A total of 51 inpatients (mean age 66.78 years; 33 males) of viral pneumonia underwent 102 CT scans at admission and after discharge. A deep learning-based super-resolution model, incorporating a dual-branch architecture for super-resolution and gradient guidance, was used to generate UHRCT-DL. UHRCT-DL and HRCT images were systematically reviewed by two radiologists for viral pneumonia CT findings, including ground-glass opacity (GGO), reticulation, tree-in-bud opacities, consolidation, linear bands, bronchiectasis, and bronchiectasis. Subjective CT image quality was evaluated using a five-point Likert scale (− 2 to 2) by the two radiologists and objective CT image quality was measured by lung signal-to-noise ratios (SNRs).

Results

The score of clarity of CT findings was significantly higher on UHRCT-DL for all CT findings at admission and after discharge.
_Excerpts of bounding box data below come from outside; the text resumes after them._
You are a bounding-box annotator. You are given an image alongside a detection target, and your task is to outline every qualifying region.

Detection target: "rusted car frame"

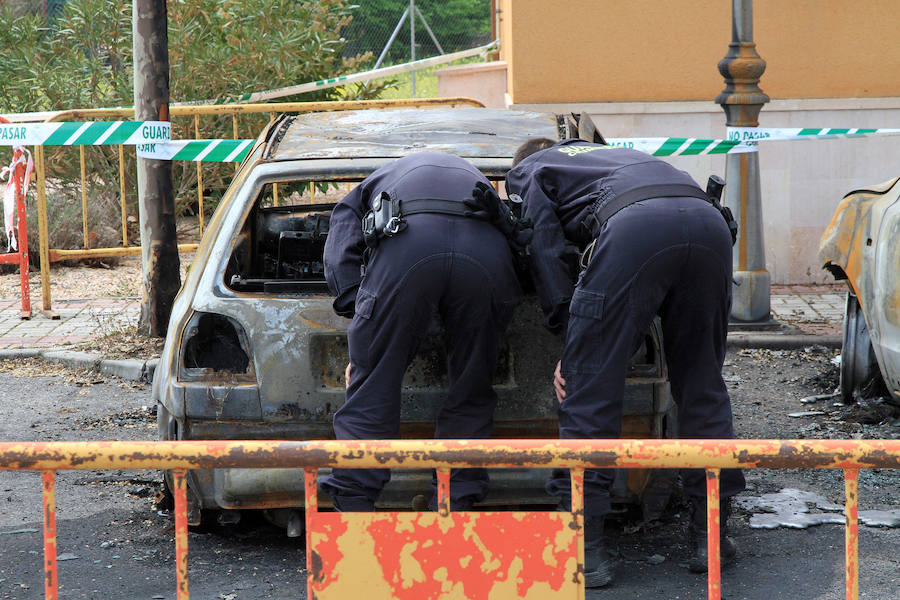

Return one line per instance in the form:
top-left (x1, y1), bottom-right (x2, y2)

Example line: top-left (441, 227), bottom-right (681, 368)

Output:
top-left (153, 108), bottom-right (675, 532)
top-left (819, 178), bottom-right (900, 404)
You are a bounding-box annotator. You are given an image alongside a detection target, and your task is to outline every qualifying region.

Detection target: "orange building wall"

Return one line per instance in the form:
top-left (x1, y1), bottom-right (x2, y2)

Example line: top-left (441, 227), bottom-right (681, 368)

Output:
top-left (497, 0), bottom-right (900, 104)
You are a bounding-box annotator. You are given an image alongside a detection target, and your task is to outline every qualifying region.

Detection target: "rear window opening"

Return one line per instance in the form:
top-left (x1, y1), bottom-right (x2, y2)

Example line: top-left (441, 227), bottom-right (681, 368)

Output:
top-left (183, 313), bottom-right (250, 373)
top-left (225, 181), bottom-right (353, 295)
top-left (225, 176), bottom-right (512, 296)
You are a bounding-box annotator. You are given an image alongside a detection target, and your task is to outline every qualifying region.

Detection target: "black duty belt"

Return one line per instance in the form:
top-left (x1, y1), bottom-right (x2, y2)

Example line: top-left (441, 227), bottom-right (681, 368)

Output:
top-left (362, 192), bottom-right (472, 248)
top-left (581, 183), bottom-right (714, 238)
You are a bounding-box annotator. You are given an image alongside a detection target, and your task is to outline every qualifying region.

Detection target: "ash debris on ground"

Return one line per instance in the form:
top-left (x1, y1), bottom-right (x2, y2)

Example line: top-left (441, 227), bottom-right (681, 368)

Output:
top-left (737, 488), bottom-right (900, 529)
top-left (723, 346), bottom-right (900, 439)
top-left (75, 405), bottom-right (156, 429)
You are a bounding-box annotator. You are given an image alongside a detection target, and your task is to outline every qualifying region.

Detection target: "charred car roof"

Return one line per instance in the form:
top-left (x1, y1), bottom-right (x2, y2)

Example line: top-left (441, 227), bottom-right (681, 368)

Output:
top-left (262, 107), bottom-right (559, 161)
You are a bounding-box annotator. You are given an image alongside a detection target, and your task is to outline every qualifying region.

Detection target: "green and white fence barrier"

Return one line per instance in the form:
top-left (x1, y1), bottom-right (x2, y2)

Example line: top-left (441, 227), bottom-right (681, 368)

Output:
top-left (7, 120), bottom-right (900, 162)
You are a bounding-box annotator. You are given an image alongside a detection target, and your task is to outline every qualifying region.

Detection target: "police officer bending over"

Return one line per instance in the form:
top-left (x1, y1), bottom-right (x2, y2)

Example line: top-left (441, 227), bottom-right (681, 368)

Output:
top-left (322, 152), bottom-right (531, 511)
top-left (506, 139), bottom-right (744, 587)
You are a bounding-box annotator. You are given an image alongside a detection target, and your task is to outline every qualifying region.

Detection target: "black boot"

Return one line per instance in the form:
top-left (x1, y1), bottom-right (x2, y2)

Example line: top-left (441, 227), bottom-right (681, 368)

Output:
top-left (688, 498), bottom-right (737, 573)
top-left (584, 516), bottom-right (612, 588)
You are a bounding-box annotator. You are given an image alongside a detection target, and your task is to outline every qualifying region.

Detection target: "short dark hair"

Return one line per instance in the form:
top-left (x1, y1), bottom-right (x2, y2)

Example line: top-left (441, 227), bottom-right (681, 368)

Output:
top-left (513, 138), bottom-right (556, 166)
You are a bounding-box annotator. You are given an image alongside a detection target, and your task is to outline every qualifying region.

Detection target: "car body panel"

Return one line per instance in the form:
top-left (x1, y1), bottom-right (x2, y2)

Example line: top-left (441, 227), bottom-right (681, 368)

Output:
top-left (819, 178), bottom-right (900, 399)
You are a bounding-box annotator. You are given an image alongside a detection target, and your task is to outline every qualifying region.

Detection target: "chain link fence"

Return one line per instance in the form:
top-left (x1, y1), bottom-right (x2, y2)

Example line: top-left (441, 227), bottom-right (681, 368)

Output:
top-left (341, 0), bottom-right (491, 66)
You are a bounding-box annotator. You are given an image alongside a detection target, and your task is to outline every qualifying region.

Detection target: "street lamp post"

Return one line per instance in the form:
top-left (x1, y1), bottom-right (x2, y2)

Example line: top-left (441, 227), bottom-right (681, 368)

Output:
top-left (716, 0), bottom-right (771, 323)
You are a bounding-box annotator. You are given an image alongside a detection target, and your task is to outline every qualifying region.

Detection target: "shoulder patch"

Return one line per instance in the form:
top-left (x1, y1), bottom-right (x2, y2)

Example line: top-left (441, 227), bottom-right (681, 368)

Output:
top-left (557, 145), bottom-right (612, 156)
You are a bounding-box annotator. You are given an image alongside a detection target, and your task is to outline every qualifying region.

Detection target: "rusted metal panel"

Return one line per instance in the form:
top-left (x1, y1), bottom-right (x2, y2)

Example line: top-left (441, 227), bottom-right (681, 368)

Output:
top-left (0, 439), bottom-right (900, 470)
top-left (172, 469), bottom-right (190, 600)
top-left (0, 440), bottom-right (900, 600)
top-left (307, 512), bottom-right (578, 600)
top-left (271, 107), bottom-right (557, 160)
top-left (819, 178), bottom-right (900, 404)
top-left (706, 469), bottom-right (722, 600)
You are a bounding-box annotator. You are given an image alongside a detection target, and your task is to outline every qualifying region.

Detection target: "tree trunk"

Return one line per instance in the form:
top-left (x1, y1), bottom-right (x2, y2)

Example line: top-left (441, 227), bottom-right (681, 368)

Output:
top-left (132, 0), bottom-right (181, 337)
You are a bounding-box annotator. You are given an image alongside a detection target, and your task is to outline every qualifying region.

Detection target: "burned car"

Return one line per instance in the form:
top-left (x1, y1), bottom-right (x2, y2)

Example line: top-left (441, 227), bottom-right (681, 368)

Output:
top-left (153, 108), bottom-right (675, 535)
top-left (819, 178), bottom-right (900, 405)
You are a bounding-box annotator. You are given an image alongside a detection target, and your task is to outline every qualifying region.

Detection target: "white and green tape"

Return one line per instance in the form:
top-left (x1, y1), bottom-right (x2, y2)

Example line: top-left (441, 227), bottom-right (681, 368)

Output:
top-left (606, 138), bottom-right (756, 156)
top-left (0, 121), bottom-right (172, 146)
top-left (726, 127), bottom-right (900, 146)
top-left (137, 140), bottom-right (253, 162)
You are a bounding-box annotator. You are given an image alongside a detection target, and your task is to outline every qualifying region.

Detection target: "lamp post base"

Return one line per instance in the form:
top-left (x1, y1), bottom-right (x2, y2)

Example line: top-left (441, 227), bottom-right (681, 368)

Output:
top-left (731, 270), bottom-right (772, 323)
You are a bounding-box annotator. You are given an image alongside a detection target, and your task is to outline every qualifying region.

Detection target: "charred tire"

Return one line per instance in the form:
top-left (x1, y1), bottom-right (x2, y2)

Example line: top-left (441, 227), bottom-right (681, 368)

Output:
top-left (156, 403), bottom-right (176, 510)
top-left (841, 292), bottom-right (884, 404)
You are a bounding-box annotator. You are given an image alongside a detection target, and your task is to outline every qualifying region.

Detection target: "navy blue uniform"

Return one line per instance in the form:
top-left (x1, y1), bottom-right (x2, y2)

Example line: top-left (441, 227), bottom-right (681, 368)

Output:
top-left (506, 140), bottom-right (744, 515)
top-left (322, 152), bottom-right (520, 510)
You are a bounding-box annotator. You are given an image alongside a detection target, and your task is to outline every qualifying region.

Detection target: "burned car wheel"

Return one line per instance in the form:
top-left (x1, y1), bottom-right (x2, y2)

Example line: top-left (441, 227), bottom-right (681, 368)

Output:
top-left (841, 292), bottom-right (884, 404)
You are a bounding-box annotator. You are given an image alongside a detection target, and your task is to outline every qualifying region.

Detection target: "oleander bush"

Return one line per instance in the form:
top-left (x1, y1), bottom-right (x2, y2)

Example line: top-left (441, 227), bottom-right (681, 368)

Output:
top-left (0, 0), bottom-right (390, 258)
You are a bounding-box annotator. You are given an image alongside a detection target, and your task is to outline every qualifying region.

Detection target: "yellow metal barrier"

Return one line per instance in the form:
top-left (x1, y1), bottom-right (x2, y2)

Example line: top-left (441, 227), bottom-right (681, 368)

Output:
top-left (0, 440), bottom-right (900, 600)
top-left (35, 97), bottom-right (484, 316)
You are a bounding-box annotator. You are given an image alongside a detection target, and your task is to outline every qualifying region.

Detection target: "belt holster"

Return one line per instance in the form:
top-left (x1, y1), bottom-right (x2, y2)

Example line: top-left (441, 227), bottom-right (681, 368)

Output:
top-left (362, 192), bottom-right (406, 248)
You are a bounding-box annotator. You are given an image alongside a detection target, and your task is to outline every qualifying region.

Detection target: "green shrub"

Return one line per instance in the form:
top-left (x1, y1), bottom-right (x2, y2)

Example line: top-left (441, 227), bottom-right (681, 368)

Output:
top-left (0, 0), bottom-right (386, 256)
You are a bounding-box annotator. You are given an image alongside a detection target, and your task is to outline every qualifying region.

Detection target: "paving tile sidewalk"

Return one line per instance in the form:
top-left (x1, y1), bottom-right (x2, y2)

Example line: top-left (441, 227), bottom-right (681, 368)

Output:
top-left (0, 298), bottom-right (141, 350)
top-left (0, 285), bottom-right (845, 350)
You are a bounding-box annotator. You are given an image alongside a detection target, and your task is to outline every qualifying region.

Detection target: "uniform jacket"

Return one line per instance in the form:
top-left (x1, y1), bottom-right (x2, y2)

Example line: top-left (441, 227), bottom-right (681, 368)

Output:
top-left (324, 152), bottom-right (488, 317)
top-left (506, 139), bottom-right (699, 332)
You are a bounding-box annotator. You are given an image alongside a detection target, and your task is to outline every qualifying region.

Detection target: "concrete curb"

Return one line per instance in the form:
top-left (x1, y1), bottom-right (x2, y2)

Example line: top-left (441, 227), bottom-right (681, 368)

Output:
top-left (727, 332), bottom-right (843, 350)
top-left (0, 348), bottom-right (159, 383)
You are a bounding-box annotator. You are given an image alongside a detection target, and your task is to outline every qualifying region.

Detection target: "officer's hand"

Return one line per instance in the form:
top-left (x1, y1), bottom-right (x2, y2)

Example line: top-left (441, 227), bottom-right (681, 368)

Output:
top-left (463, 181), bottom-right (502, 222)
top-left (553, 361), bottom-right (566, 404)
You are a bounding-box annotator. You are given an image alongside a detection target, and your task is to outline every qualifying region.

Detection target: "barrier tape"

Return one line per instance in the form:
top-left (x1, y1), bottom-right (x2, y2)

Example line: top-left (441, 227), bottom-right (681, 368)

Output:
top-left (137, 138), bottom-right (756, 162)
top-left (137, 140), bottom-right (253, 162)
top-left (606, 138), bottom-right (756, 156)
top-left (726, 127), bottom-right (900, 146)
top-left (0, 121), bottom-right (172, 146)
top-left (0, 118), bottom-right (900, 162)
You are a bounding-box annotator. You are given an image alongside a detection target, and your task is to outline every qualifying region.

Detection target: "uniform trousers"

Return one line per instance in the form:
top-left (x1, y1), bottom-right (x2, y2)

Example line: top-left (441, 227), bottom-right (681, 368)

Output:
top-left (322, 214), bottom-right (520, 511)
top-left (547, 197), bottom-right (745, 516)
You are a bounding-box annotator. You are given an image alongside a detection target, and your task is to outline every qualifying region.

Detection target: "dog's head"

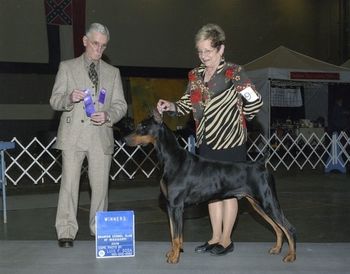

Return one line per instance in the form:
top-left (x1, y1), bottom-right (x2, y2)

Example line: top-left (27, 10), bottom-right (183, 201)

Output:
top-left (124, 109), bottom-right (163, 146)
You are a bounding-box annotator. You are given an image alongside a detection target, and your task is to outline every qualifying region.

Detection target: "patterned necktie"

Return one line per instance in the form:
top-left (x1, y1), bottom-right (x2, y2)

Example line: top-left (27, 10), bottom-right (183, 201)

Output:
top-left (89, 63), bottom-right (98, 90)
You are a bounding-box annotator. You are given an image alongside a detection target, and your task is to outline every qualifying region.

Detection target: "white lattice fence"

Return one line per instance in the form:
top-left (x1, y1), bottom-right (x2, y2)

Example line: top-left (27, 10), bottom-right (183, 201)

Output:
top-left (5, 132), bottom-right (350, 185)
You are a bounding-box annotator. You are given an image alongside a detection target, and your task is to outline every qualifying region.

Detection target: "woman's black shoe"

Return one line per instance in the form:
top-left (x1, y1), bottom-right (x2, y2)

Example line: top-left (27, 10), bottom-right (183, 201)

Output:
top-left (194, 242), bottom-right (218, 253)
top-left (210, 242), bottom-right (234, 256)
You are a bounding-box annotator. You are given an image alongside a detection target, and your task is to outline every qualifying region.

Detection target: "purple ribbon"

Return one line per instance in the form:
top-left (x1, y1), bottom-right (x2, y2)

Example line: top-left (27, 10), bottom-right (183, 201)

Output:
top-left (98, 88), bottom-right (106, 105)
top-left (84, 89), bottom-right (95, 117)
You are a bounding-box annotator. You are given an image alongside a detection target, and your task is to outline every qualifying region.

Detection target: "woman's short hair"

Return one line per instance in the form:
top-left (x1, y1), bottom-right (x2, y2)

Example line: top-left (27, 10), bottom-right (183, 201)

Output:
top-left (85, 23), bottom-right (109, 40)
top-left (195, 24), bottom-right (226, 48)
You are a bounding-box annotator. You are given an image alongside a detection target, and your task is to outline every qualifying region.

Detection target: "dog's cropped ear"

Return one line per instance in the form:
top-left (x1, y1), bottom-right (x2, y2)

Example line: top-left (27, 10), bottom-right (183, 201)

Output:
top-left (153, 108), bottom-right (163, 124)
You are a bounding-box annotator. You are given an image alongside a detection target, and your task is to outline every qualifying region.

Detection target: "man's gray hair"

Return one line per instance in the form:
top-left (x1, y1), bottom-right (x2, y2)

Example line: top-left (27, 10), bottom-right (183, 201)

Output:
top-left (85, 23), bottom-right (109, 40)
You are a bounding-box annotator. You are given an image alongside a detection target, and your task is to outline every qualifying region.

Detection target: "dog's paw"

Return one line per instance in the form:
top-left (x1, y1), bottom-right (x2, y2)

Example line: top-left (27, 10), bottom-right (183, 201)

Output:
top-left (269, 246), bottom-right (281, 255)
top-left (166, 249), bottom-right (180, 264)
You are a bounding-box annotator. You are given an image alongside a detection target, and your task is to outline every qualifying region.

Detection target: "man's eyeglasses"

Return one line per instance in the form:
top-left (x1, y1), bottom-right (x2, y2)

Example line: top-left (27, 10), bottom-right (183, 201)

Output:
top-left (197, 49), bottom-right (215, 56)
top-left (88, 39), bottom-right (107, 50)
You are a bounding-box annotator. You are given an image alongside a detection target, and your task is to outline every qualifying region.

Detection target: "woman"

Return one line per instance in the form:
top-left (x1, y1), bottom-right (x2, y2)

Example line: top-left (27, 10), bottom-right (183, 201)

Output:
top-left (157, 24), bottom-right (262, 255)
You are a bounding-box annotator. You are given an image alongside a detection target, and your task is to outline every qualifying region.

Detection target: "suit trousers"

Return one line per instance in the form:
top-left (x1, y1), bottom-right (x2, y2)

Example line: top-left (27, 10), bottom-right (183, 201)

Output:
top-left (55, 140), bottom-right (112, 239)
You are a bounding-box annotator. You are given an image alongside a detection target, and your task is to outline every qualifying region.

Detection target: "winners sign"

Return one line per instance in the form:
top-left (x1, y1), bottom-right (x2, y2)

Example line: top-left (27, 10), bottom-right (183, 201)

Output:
top-left (96, 211), bottom-right (135, 258)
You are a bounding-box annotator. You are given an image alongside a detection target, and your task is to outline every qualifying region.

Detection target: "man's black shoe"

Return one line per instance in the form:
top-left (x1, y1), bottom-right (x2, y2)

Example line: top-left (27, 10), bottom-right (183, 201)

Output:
top-left (210, 242), bottom-right (234, 256)
top-left (194, 242), bottom-right (217, 253)
top-left (58, 238), bottom-right (73, 247)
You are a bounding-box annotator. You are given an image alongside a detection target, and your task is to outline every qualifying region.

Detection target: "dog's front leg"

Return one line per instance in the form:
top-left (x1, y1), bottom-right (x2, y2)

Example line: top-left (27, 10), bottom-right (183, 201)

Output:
top-left (166, 206), bottom-right (183, 264)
Compared with HRCT as reference image, the most frequently observed additional/different CT findings on UHRCT-DL at admission were crazy paving pattern (14/51, 27%) and tree-in-bud opacities (8/31, 26%), whereas reticulations (15/51, 29%) and bronchiolectasis (12/44, 27%) were most observed additional/different CT findings after discharge. The subjective and objective image quality of UHRCT-DL was superior to that of HRCT. UHRCT-DL algorithm significantly lowered the level of image noise and improved SNR (19.96 ± 6.46 vs. 41.35 ± 11.49, p < 0.001).

Conclusions

The deep learning‑based UHRCT provided a more precise depiction of CT features of viral pneumonia, that better reflects the inflammatory changes during acute phase and early fibrotic changes during recovery.